On June 8, 2023, the U.S. Supreme Court ruled unanimously in favor of the petitioner in Jack Daniel’s Properties, Inc. v. VIP Products LLC. The Court held that a heightened standard for trademark infringement applied by many courts where trademark uses serve artistic or expressive purposes — the so-called “Rogers test” — does not apply where an alleged infringer uses a trademark as a designation of source for the infringer’s own goods.

Background

Tension Between Trademark Protection and the First Amendment

At its core, U.S. trademark law protects the consuming public by creating liability for using words, terms, images or symbols that are confusingly similar to those used by organizations to identify the source of their goods or services. Because this protection inevitably involves some restriction on expression, there is a natural tension between the First Amendment and trademark law. That tension is particularly pronounced when addressing the use of trademarks in expressive or artistic works.

The prevailing test long applied by courts when weighing First Amendment concerns against trademark rights in that context was set forth in the Second Circuit’s seminal 1989 decision in Rogers v. Grimaldi.1 In that case, Ginger Rogers sued the producer and studio of the film "Ginger and Fred" — depicting two fictional Italian cabaret performers whose routine emulated Fred Astaire and Rogers — alleging, inter alia, that the film violated her trademark rights. The Second Circuit ruled for the defendant, holding that “section 43(a) of the Lanham Act does not bar a minimally relevant use of a celebrity’s name in the title of an artistic work where the title does not explicitly denote authorship, sponsorship, or endorsement by the celebrity or explicitly mislead as to content.”

In so holding, the Second Circuit established a test — frequently referred to as the “Rogers test” — for determining whether the use of a trademark in an artistic work violates the Lanham Act. The Rogers test differs from the standard “likelihood of confusion” multi-factor analyses and ratchets up the burden of proof for putative trademark infringement plaintiffs:

  • First, the Court must determine whether the work at issue is “expressive” — that is, does the work “communicat[e] ideas or express[ ] points of view.”
  • Second, if the work is expressive, then the plaintiff must show that the defendant’s use of the trademark either (i) is not artistically relevant to the work, or (ii) is explicitly misleading to consumers as to the source or content of the work.

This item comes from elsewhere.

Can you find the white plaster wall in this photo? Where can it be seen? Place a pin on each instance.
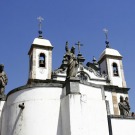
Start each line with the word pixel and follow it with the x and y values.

The Rogers test has been construed and applied differently by various circuits, including with respect to what works are “expressive” and what renders a use “explicitly misleading.” For example, while the Second Circuit has found “particularly compelling” levels of confusion to potentially satisfy the explicitly misleading test,2 other circuits, including the Ninth Circuit, have suggested that the defendant’s work must affirmatively (but falsely) convey that the plaintiff is affiliated with or has endorsed the accused work.3

Background on Jack Daniel's v. VIP Products

In 2014, VIP Products (VIP) sued Jack Daniel’s for a declaratory judgment of noninfringement in response to receiving a cease-and-desist letter concerning VIP’s “Bad Spaniels” dog toy. The toy imitates the shape of the Jack Daniel’s bottle and alters the black-and-white label with an allusion to a dog having an “accident” on the carpet.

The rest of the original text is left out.